As Sherrilyn Ifill, president and director-counsel of the NAACP Legal Defense and Educational Fund, points out, “we know that the challenges confronting America in its education system were not created by Brown. To the contrary, it was the decades-long, relentless, expensive, short-sighted and sometimes violent resistance to Brown that first derailed what could have been a peaceful and efficient transformation to an integrated public education system that might have become the best in the world.”
And the same resistance still exists today, in a different — and more insidious — form. Not long after George W. Bush’s nominees remade the Supreme Court, they struck down two race-conscious plans seeking to integrate public schools—with Chief Justice John Roberts simplistically claiming that “the way to stop discrimination on the basis of race is to stop discriminating on the basis of race.” Six years later, Roberts tore the heart out of the Voting Rights Act. Just last month, the Supreme Court dealt another blow to the civil rights movement when they upheld Michigan’s ban on affirmative action policies, clearing the way for more states, through legislation or voter initiatives, to prohibit affirmative action. California and Washington state have already enacted education-related affirmative actions bans, and other states — including Arizona, Nebraska, Florida, and Oklahoma — have approved similar bans.

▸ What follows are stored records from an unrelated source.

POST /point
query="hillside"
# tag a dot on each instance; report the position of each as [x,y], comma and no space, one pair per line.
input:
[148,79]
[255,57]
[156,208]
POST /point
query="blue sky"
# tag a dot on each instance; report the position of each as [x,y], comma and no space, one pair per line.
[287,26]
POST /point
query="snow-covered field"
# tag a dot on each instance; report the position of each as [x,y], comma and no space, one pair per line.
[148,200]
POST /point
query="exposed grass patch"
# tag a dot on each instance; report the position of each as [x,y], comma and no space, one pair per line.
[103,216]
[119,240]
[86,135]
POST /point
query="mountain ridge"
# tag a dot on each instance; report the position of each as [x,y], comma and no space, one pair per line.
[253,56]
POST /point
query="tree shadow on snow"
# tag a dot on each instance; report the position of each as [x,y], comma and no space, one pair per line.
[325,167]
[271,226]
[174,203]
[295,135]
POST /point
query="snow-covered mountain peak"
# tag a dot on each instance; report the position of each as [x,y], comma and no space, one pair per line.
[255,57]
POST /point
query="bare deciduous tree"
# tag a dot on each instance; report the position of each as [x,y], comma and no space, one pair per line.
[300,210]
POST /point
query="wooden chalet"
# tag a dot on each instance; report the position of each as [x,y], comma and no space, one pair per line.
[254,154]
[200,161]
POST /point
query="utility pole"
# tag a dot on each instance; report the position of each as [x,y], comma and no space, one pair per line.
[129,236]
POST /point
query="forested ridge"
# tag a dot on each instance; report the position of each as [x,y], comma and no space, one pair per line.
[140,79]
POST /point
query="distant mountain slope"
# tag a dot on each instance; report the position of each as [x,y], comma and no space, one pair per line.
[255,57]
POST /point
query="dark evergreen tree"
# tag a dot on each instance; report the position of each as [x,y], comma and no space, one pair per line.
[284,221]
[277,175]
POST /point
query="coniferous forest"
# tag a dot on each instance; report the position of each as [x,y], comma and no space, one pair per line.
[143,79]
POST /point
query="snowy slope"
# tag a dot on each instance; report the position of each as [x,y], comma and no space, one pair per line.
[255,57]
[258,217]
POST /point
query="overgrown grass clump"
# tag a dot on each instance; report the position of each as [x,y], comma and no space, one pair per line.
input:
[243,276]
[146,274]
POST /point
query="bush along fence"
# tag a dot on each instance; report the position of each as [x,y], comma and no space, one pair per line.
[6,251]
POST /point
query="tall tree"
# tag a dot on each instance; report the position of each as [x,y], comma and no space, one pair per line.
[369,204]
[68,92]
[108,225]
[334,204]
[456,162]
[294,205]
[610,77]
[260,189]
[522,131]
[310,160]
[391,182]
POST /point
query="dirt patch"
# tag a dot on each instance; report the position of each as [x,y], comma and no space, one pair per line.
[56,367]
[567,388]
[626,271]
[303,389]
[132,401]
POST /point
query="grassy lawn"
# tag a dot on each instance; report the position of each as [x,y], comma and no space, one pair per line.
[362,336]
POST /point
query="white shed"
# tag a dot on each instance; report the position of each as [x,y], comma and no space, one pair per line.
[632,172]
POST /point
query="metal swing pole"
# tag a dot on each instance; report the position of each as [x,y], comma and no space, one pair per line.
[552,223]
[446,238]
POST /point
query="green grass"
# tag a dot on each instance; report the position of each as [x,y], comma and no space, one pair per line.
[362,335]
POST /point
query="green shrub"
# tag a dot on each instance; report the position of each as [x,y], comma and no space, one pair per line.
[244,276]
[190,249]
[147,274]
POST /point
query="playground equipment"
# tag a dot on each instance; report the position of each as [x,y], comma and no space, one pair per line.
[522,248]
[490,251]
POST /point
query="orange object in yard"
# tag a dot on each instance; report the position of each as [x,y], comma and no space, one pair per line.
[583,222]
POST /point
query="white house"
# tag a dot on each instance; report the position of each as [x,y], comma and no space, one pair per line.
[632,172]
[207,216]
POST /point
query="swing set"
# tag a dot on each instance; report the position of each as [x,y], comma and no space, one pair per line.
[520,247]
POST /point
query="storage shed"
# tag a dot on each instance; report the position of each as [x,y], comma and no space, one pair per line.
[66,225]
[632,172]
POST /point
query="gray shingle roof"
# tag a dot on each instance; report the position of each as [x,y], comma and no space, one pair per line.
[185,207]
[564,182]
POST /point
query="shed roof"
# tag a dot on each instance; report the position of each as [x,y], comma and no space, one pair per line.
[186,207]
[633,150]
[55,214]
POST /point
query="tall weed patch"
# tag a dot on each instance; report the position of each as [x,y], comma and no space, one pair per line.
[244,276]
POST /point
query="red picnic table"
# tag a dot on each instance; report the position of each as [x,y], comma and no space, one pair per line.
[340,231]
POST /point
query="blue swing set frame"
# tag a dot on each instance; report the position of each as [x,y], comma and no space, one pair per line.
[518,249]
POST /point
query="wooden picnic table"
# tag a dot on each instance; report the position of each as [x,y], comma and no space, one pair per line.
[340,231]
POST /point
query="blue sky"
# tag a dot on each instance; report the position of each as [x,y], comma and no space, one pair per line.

These are dangerous trends, and they reflect a common sentiment in America — namely, that racism is a “thing of the past.” But the problem with the “past is the past” argument is that the past creates the present. You can’t understand America’s racial inequality without understanding how we built it. As a result of a 400-year commitment to forcing one group of people to be subjugated by another, Black children are less likely to get a good education at their inner city schools, Black families have far less wealth than Whites, and most major corporations and universities are controlled by Whites. The list goes on and on. So, to argue that the past doesn’t matter is to ignore everything that made us, as a society, into what we are today.
A robust federal government was the only thing strong enough to break the back of Jim Crow. Especially given the history of racially regressive rulings in the Roberts Court, it may once again be the only thing that can stop the latest iteration of these old prejudices.